The global population of non-believers is growing at more than twice the rate as the number of Christians, with Muslims catching up even faster.
Christianity is the world’s largest religion and their numbers are growing, but the proportion of the global population who is Christian is shrinking while the proportions who are Muslim and who are religiously “unaffiliated” are growing quickly.
Over the decade between 2010 and 2020 the number of Christians around the world grew by 121.6 million to reach 2.3 billion according to analysis by the Pew Research Centre in the United States, a leading group looking at global religious trends.
This growth was slower than the growth in the overall global population, meaning that the proportion of the world classed as Christian fell from 30.6 to 28.8 per cent between 2010 and 2020. Over the same period, the number of people who are “religiously unaffiliated” grew by more than twice as much, increasing by 270.1 million to reach 1.9 billion, growing from 23.3 to 24.2 per cent of the world.
This is partly explained by the fact that “large numbers of people, mostly Christians, switched out of religion” altogether, a report found.
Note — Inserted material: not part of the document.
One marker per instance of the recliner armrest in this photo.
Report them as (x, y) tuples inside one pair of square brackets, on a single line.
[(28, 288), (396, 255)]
The unaffiliated group includes atheists but also counts agnostics and those who answered “no religion”, “none” or “nothing in particular” to questions about their religious beliefs.
Thanks to a younger average age and a higher birth-rate, the number of Muslims grew even faster, increasing by 346.8 million to 2 billion, increasing from 23.9 to 25.6 per cent of the population.
If current trends continued at the same pace, Christians would slip into third place globally behind unaffiliated people and Muslims by 2050.
However, Pew projections made in 2015 suggested that Christianity will still be clinging to top spot in 25 years, reaching a point in 2050 when there will be 2.8 billion Muslims compared to 2.9 billion Christians, representing 30 and 31 per cent of the global population.
Those projections from a decade ago suggested that the growth of those with no religious affiliation would slow before they overtook Christians and Muslims. However, Pew previously estimated the global population of non-believers in 2010 at 1.13 billion, but have revised that 2010 figure up to 1.63 billion, suggesting there are more religiously unaffiliated people than they had realised.
In terms of raw numbers, the UK has the ninth largest population of non-believers in the world.
Christians remain the largest group and are a majority everywhere except in the Asia-Pacific, Middle East and North African regions. Sub- Saharan Africa now has more Christians than Europe, the report said.
“Between 2010 and 2020, religiously unaffiliated people grew more than any group except Muslims, despite their demographic disadvantages of an older age structure and relatively low fertility,” said Pew, which analysed data from 2,700 sources including censuses and surveys.
Census data for England and Wales suggests that Christians still outnumber non-believers in this country, but the British Social Attitudes Survey has been showing that those with “no religion” have accounted for more than 50 per cent of the population for about a decade.
The data suggests that between 2010 and 2020, the proportion of Christians in the UK fell from 62.4 to 49.4 per cent, while non-believers saw the largest growth from 28.8 to 40.2 per cent. The proportion of Muslims grew more modestly from 5.3 to 6.4 per cent, while the proportion of Hindus grew slightly from 1.5 to 1.7 per cent. People with no religious affiliation made up a majority in ten countries in 2020, up from seven in 2010. These were China, North Korea, the Czech Republic, Hong Kong, Vietnam, Japan, the Netherlands, Uruguay, New Zealand and Macao.
In 35 countries the population of non-believers grew by five percentage points, compared with three countries where the same was true for Muslims and one, Mozambique, where it was true for Christians.